Marinated Basil and Garlic Peppers on Goat Cheese Tartines

Marinated Basil and Garlic Peppers on Goat Cheese Tartines are wonderful open-face sandwiches. They are a great meatless meal for any night of the week.
Course Condiment
Cuisine American
Prep Time 15 minutes
Cook Time 10 minutes
Total Time 25 minutes
Servings 2 sandwich-sized tartines
Author Cara Mangini

Ingredients

  • 2 tablespoons plus 1/2 cup extra-virgin olive oil
  • 2 red bell peppers stemmed, seeded, and thinly sliced into 1/8-inch-thick strips
  • 1 poblano pepper stemmed, seeded, and thinly sliced into 1/8-inch-thick strips
  • 1/2 teaspoon fine sea salt
  • 1/2 cup white balsamic vinegar white wine vinegar, or red wine vinegar
  • 2 garlic cloves thinly sliced
  • 1/2 teaspoon sugar
  • 1/8 teaspoon freshly ground black pepper
  • 1/2 cup loosely packed basil leaves finely sliced
  • 6 large crostini
  • 8 ounces fresh goat cheese or ricotta cheese
  • Flaked sea salt
  • 1/4 cup toasted pine nuts optional

Instructions

  1. Heat the 2 tablespoons of oil in a large skillet over high heat.

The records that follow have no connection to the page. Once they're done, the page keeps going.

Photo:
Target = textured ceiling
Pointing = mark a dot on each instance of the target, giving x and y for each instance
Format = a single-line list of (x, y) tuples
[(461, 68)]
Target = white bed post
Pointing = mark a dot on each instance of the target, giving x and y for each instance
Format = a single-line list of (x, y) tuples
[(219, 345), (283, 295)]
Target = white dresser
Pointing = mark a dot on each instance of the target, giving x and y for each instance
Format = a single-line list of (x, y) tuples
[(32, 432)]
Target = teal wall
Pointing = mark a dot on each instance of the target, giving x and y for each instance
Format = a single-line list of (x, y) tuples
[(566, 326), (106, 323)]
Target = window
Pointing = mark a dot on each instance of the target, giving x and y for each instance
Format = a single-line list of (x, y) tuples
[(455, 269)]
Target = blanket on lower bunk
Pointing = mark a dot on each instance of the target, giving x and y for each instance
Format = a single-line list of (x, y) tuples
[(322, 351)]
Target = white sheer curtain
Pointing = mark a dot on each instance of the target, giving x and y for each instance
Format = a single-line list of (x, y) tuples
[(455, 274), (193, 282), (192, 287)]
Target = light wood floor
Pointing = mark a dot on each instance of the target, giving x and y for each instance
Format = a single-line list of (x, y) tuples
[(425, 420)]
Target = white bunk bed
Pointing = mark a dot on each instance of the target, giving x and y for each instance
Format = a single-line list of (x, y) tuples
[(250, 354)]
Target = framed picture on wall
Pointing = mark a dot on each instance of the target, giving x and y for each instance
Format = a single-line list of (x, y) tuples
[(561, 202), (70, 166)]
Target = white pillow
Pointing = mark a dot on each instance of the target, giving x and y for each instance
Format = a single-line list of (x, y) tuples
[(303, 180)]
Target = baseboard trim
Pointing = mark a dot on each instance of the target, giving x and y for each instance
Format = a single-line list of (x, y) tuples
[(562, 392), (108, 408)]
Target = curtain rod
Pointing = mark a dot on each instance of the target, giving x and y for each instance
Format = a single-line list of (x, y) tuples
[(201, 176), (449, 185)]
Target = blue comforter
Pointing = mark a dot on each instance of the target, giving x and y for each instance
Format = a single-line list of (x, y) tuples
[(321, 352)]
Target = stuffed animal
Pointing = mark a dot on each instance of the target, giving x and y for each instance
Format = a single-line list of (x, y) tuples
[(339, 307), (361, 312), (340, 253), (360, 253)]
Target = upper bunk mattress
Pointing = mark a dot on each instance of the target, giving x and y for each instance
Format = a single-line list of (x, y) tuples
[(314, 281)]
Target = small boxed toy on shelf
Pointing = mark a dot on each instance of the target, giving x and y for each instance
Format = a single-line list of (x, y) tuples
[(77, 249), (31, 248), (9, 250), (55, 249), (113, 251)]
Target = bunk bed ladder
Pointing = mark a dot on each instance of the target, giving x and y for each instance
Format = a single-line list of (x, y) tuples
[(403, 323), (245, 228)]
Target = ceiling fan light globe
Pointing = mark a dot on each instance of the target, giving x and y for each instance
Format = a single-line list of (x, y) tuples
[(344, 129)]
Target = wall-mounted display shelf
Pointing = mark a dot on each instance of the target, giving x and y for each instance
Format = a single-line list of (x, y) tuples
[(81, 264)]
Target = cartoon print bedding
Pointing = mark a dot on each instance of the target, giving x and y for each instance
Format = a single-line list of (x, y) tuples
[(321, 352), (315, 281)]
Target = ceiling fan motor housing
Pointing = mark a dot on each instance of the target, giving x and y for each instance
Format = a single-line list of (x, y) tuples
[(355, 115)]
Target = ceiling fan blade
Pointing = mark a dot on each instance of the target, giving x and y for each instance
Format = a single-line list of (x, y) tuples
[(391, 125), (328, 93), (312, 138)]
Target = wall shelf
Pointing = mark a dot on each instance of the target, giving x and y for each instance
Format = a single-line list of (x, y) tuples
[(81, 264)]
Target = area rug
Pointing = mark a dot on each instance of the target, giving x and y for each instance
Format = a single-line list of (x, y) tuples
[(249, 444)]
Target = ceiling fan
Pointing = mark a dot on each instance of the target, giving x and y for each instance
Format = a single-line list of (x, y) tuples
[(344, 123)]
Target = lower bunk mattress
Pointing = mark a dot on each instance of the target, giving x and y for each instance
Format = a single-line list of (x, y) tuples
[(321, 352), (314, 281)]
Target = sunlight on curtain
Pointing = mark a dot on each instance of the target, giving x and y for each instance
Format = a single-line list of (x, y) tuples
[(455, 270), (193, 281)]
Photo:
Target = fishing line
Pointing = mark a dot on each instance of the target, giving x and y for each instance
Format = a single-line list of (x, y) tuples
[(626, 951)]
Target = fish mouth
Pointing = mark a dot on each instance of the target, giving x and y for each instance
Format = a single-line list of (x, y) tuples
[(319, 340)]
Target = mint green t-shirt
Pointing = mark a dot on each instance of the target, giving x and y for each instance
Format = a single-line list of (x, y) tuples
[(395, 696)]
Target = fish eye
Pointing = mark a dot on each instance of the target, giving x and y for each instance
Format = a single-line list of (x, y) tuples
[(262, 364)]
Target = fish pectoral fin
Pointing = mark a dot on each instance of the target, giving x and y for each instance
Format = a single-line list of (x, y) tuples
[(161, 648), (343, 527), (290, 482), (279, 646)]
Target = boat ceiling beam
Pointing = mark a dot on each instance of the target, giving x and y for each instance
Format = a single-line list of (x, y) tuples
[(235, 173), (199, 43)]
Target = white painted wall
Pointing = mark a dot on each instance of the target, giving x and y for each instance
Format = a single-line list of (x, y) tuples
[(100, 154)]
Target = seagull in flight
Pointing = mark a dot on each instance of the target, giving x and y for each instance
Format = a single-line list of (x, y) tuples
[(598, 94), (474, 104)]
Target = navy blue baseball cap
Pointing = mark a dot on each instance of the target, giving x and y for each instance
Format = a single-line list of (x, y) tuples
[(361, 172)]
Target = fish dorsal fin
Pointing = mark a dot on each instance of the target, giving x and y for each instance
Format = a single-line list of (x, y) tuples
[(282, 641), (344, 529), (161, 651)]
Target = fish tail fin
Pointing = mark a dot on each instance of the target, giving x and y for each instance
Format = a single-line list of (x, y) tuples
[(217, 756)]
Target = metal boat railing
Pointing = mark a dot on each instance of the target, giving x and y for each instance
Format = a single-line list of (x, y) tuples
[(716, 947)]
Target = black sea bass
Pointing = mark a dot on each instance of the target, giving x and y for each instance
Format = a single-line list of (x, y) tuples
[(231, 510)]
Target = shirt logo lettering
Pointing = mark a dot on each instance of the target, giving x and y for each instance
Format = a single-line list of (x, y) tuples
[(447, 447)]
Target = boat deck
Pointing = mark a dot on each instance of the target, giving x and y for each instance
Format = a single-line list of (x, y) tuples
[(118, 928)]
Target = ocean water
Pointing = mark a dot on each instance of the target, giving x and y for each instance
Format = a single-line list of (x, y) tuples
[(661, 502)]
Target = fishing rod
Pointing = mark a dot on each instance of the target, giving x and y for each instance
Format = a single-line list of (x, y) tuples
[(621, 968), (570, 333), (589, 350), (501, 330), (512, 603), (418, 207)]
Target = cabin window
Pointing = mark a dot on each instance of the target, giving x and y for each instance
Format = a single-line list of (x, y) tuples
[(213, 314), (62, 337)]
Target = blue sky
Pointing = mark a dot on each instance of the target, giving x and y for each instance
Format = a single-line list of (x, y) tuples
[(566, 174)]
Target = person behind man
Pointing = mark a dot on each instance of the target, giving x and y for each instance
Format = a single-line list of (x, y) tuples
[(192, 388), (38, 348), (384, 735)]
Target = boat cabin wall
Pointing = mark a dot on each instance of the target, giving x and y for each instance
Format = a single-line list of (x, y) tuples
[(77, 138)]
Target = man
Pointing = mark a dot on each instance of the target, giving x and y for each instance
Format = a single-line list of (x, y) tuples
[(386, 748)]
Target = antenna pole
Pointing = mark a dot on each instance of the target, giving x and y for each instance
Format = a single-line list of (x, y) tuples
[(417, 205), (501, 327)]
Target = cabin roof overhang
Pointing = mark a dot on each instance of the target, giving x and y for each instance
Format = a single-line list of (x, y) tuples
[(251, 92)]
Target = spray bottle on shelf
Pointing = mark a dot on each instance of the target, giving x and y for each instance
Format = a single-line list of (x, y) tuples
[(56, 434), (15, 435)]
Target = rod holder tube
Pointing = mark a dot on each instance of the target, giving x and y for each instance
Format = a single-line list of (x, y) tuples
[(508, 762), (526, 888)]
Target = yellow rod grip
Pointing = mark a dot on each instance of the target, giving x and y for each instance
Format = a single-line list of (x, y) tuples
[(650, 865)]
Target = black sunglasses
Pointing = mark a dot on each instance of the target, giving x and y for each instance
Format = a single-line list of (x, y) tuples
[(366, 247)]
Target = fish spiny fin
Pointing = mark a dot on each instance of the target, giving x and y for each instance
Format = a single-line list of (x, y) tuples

Add the peppers and 1/4 teaspoon of the fine sea salt and cook, turning often, until the peppers have lost all firmness and started to blacken on the edges, 7 to 10 minutes. Remove from the heat.
  2. Combine the vinegar, garlic, sugar, the remaining 1/4 teaspoon of salt, and the black pepper in a large, wide-mouth jar. Add the warm peppers and stir them until they are fully coated with the vinegar mixture. Let the mixture stand for 30 minutes, then add the remaining 1/2 cup of olive oil and half of the basil. Stir well, and let it stand for another 30 minutes. Serve immediately or, ideally, cover the jar and chill overnight for maximum flavor. You can store the peppers in an airtight container in the refrigerator for up to 1 week.
  3. Before assembling the crostini, bring the marinated peppers to room temperature. Spread the cheese atop the crostini, dividing it evenly, then top with a spoonful of peppers and the remaining basil ribbons. Sprinkle with flaked sea salt and the toasted pine nuts if you wish.

Recipe Notes

You can use another sweet pepper in place of the poblano pepper if you wish.

Time stated does not include time for marinating peppers.